Tuesday, March 6, 2012

Broken Heart

It's amazing how much more it can hurt to watch someone you love deal with pain than it is to deal with it yourself. My heart is so broken. We are getting an early spring, and I have always absolutely loved this time of year. When you have a husband who experiences extreme pain almost continually as the fronts of spring weather come through, though, it is not such a wonderful time of year. With this early spring means early increased pain. Today was beautiful. It was windy, but the temperatures were in the low to mid 70's. We had planned to get out and work in the yard to enjoy the day. Yesterday we attempted it, but after about 30 minutes he could do no more.
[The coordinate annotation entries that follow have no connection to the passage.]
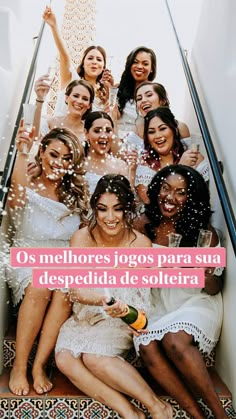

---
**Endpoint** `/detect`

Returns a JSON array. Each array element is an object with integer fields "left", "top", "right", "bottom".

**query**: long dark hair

[
  {"left": 88, "top": 174, "right": 135, "bottom": 235},
  {"left": 65, "top": 79, "right": 94, "bottom": 120},
  {"left": 143, "top": 106, "right": 184, "bottom": 170},
  {"left": 117, "top": 46, "right": 157, "bottom": 115},
  {"left": 145, "top": 164, "right": 212, "bottom": 247}
]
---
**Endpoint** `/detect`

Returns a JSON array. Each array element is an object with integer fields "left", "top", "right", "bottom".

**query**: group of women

[{"left": 3, "top": 4, "right": 227, "bottom": 419}]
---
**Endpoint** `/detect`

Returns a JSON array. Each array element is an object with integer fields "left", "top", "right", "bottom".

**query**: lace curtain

[{"left": 47, "top": 0, "right": 96, "bottom": 115}]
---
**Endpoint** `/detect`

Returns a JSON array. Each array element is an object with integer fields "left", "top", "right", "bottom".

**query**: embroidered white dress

[
  {"left": 55, "top": 288, "right": 150, "bottom": 358},
  {"left": 117, "top": 100, "right": 138, "bottom": 138},
  {"left": 85, "top": 172, "right": 103, "bottom": 197},
  {"left": 7, "top": 188, "right": 80, "bottom": 304},
  {"left": 134, "top": 244, "right": 223, "bottom": 354}
]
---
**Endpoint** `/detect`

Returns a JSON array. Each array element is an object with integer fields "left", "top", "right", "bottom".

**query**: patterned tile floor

[
  {"left": 0, "top": 327, "right": 236, "bottom": 419},
  {"left": 0, "top": 369, "right": 236, "bottom": 419}
]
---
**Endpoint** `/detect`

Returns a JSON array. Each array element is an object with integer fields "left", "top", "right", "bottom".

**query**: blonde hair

[{"left": 35, "top": 128, "right": 89, "bottom": 221}]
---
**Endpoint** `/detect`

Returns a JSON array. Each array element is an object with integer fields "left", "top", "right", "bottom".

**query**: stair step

[{"left": 0, "top": 368, "right": 236, "bottom": 419}]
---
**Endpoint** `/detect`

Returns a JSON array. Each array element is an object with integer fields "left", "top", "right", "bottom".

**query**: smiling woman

[
  {"left": 135, "top": 106, "right": 208, "bottom": 203},
  {"left": 84, "top": 111, "right": 136, "bottom": 195},
  {"left": 5, "top": 121, "right": 88, "bottom": 396},
  {"left": 51, "top": 175, "right": 172, "bottom": 419},
  {"left": 34, "top": 76, "right": 94, "bottom": 142}
]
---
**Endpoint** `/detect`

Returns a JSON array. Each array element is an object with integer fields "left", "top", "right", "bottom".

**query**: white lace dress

[
  {"left": 134, "top": 244, "right": 223, "bottom": 354},
  {"left": 85, "top": 172, "right": 103, "bottom": 197},
  {"left": 7, "top": 188, "right": 80, "bottom": 304},
  {"left": 117, "top": 100, "right": 138, "bottom": 138},
  {"left": 55, "top": 288, "right": 150, "bottom": 358}
]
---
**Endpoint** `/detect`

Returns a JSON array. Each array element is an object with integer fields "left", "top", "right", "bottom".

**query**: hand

[
  {"left": 16, "top": 118, "right": 35, "bottom": 154},
  {"left": 123, "top": 146, "right": 139, "bottom": 169},
  {"left": 179, "top": 150, "right": 199, "bottom": 167},
  {"left": 103, "top": 298, "right": 128, "bottom": 318},
  {"left": 34, "top": 74, "right": 52, "bottom": 100},
  {"left": 101, "top": 68, "right": 114, "bottom": 87},
  {"left": 129, "top": 326, "right": 149, "bottom": 337},
  {"left": 43, "top": 6, "right": 57, "bottom": 28}
]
We were both so excited about today. He made it to the couch after crawling out of bed. Within about an hour he was back in the bed for a good portion of the day. Regardless of whether he was laying, sitting, or standing, he could not decrease the amount of constant pain he felt. He tried sitting on his hip and leaning over so he would have no weight on his tailbone or rear end, but his hips bothered him too bad. The nonstop intense pain led to frustration and embarrassment. He felt bad for me to see him like this. He knows I am used to it, but it still bothers him every time. He tries to hide so much of it from everybody... even me. Hiding it from someone who is around you 24 hours a day, though, is nearly impossible. The longer it persisted, the more frustrated and angry he got. It absolutely breaks my heart to have to see him go through it and know there is nothing I can do to help. I stretched him, massaged him, waited on him hand and foot, prayed for him, and did everything I knew to do to encourage him, relax him, and make him feel better mentally and emotionally. But that's all I can do. Other than that I just have to sit there and see him go through it. By the end of the day, I'm left with an exhausted husband from his muscles contracting to the pain all day and a broken heart from having to see him go through it.